Com a proximidade da Copa do Mundo, que acontecerá na África do Sul em junho, os comerciantes acreditam que os clientes renovarão os aparelhos televisores para assistirem aos jogos. Elton Alves, gerente da J.Mafhuz, espera incremento de 30% nas vendas do produto. Em períodos comuns, a loja registra saída de até 40 unidades por mês e espera ultrapassar 50 televisões a partir de maio até o fim da Copa. “Estou há 12 anos na loja e a Copa deste ano será a quarta que acompanharei. Os clientes sempre querem trocar a televisão velha para ver os jogos num aparelho melhor, mais moderno”, disse Elton.
A procura por aparelhos celulares para presentear as mães tende a ser maior a partir do próximo mês. A J.Mafhuz pretende vender 500 aparelhos celulares em maio, bem próximo dos mais de 600 vendidos em dezembro passado e mais que em meses sem datas especiais quando vende de 200 a 280 unidades.
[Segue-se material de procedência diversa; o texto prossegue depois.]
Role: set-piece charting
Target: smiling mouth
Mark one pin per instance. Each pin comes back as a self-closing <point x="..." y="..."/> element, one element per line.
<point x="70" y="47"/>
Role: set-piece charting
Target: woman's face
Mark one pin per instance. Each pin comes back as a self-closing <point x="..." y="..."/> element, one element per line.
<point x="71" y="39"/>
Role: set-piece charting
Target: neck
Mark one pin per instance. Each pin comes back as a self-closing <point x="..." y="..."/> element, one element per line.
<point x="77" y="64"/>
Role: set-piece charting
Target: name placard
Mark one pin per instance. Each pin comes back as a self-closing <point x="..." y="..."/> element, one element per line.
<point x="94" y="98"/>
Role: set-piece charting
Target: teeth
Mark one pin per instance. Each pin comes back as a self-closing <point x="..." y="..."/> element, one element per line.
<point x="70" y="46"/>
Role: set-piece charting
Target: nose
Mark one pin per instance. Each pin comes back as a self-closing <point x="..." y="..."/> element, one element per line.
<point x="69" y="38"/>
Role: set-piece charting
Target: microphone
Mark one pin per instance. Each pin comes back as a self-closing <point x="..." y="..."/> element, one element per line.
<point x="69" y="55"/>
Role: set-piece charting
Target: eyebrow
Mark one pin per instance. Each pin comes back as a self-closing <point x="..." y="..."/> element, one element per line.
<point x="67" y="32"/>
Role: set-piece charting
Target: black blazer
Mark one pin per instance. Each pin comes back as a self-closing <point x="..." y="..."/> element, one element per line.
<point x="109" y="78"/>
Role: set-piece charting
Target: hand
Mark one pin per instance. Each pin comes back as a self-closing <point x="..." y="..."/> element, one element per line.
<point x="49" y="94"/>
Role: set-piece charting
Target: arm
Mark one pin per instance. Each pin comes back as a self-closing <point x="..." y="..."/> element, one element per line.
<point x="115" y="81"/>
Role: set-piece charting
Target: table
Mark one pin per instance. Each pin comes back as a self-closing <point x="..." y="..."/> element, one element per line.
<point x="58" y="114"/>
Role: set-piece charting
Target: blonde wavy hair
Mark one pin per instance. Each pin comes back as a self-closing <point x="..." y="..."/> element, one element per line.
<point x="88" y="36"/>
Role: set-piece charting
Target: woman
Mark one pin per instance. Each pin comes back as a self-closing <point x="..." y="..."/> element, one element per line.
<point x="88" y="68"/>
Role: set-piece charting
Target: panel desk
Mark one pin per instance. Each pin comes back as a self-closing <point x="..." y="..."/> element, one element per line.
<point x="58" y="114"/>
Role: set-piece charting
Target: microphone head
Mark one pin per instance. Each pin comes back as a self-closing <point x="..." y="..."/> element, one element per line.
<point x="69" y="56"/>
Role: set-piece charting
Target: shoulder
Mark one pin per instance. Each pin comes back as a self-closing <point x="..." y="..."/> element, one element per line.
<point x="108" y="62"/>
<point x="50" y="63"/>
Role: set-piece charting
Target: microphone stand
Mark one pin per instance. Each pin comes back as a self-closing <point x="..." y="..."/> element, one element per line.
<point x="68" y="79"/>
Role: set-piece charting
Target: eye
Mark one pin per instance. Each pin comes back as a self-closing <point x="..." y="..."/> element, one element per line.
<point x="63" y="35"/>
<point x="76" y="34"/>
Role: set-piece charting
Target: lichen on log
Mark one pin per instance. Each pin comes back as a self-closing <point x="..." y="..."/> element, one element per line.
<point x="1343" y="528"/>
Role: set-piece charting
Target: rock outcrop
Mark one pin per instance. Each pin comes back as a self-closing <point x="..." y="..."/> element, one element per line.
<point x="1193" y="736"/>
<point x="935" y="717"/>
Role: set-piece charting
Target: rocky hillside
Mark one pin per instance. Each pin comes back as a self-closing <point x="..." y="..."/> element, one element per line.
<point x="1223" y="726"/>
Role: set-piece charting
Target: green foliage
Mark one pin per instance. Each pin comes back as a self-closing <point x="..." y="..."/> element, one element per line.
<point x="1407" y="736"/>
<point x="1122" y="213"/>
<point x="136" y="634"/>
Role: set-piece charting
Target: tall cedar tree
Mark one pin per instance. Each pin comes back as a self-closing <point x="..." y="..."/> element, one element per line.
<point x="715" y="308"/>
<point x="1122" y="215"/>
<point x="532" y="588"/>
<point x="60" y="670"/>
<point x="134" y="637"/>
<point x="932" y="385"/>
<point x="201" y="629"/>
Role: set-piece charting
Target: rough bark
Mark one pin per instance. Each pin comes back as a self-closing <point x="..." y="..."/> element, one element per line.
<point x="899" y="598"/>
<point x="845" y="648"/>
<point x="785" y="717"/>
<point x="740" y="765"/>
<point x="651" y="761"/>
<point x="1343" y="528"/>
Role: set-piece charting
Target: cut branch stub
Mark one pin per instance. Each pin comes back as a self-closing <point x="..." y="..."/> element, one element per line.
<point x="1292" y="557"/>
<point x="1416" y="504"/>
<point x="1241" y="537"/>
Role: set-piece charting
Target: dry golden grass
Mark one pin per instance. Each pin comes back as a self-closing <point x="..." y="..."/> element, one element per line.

A loja da operadora de celulares Oi, no Franca Shopping, também se prepara para o mês das mães com aposta de incremento nos negócios. “Em oito funcionários vendemos R$ 60 mil em aparelhos por mês. Queremos aumentar a quantidade para pelo menos R$ 80 mil em maio (33,4% a mais). O mercado está bem aquecido. As pessoas estão investindo em novos aparelhos e querem novidades em comunicação, como o Ipod”, disse a vendedora Aline Lopes.
NOVIDADES
De olho no maior evento futebolístico realizado no mundo, fábricas de lingerie, moda praia e fitness de Franca resolveram criar adereços alusivos à Copa do Mundo. Apostam em estampas da bandeira brasileira e cores da seleção - verde, azul e amarelo - para aquecer as vendas de tops, conjuntos de lingeries e também peças íntimas masculinas. “Produzimos três mil peças de lingeries com o tema Copa, mil a mais do que o volume fabricado para a Copa de 2006”, disse Sueli Silva, diretora da Frelith, que estima aumento de 30% nos pedidos no próximo mês em relação a maio do ano passado.